The last pillar of BP’s priority is about automation. Although automated processes can save costs and enable BP to operate lean IT workshops, for Barnes, it is more about providing self-service for 80,000 BP employees. He said:

We hope that everyone can build their own powerful applications or conduct their own data analysis or build their own machine learning models. We hope that they can cooperate effectively. A few years ago, this was unheard of for non-IT professionals.

Therefore, this first means automation, the automation engine. This also means a very good front door. This also means real robustness, because if you want to relax everyone, you need to make sure that things fit together well. And it needs an interface that is easy to pick up and easy to use.

Single digital working system

So, what does this look like? Barnes shared the following IT operation model, which was instantiated in ServiceNow. It’s mainly about using ServiceNow as a common data model and common record system, which allows BP to “compare Apple to Apple.”

(Picture from BP presentation)

Barnes added:

We spent a year [common data model] it is good. Then around it, we built an API layer in ServiceNow, which is an automation engine we built in ServiceNow. These two things allow us to make all these connections between a whole bunch of different systems and applications. So far, it took us about three years to complete.
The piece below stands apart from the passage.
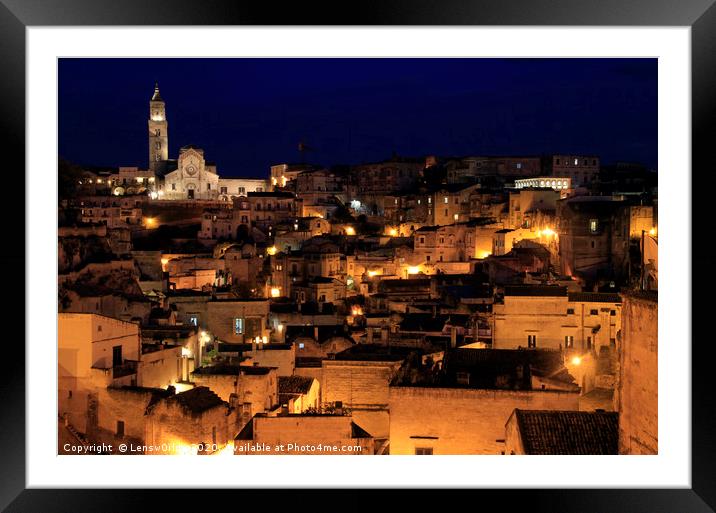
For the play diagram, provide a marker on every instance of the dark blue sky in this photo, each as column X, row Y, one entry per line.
column 250, row 113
We started with IT service management, and the last major breakthrough this year was the use of ServiceNow IT business management module financial status.

During this period of time, Barnes stated that BP continued to push the limits of the Now platform, and since then it has established as many as 60 applications in ServiceNow.

However, the new approach is not without its challenges. It is to allow people to change the way they work, focusing on real-time adaptation and responsibility. Barnes said:

Not everyone wants to do their job. Frankly, some of these product managers think it’s under them. They hope to receive a PowerPoint every quarter to tell them what happened. What we are saying now is that you have to master your numbers in real time and you have to make changes yourself. Some of them see it as a management burden. And, frankly, I think it’s time for a change. I think this is no longer feasible. I think the effort, pain and inefficiency caused by the old method can no longer be supported. You only need to run lean, these data will not run once every quarter.

However, the benefits have been reaped. He added:

It helps us save a lot of costs, mainly when discussing through automation. We estimate the price faster. We will deliver in days instead of years. Many of them are related to agile practices and DevOps, and we have adopted wholesale. But it also has to do with how you add these things. It’s about automating boring processes and getting rid of them. And we are more reliable. Combine modern delivery methods and operation methods in the right way like this, and do it right, you can settle the cheap circle, and it can be faster and more reliable. I think there is no weighing of pros and cons these days.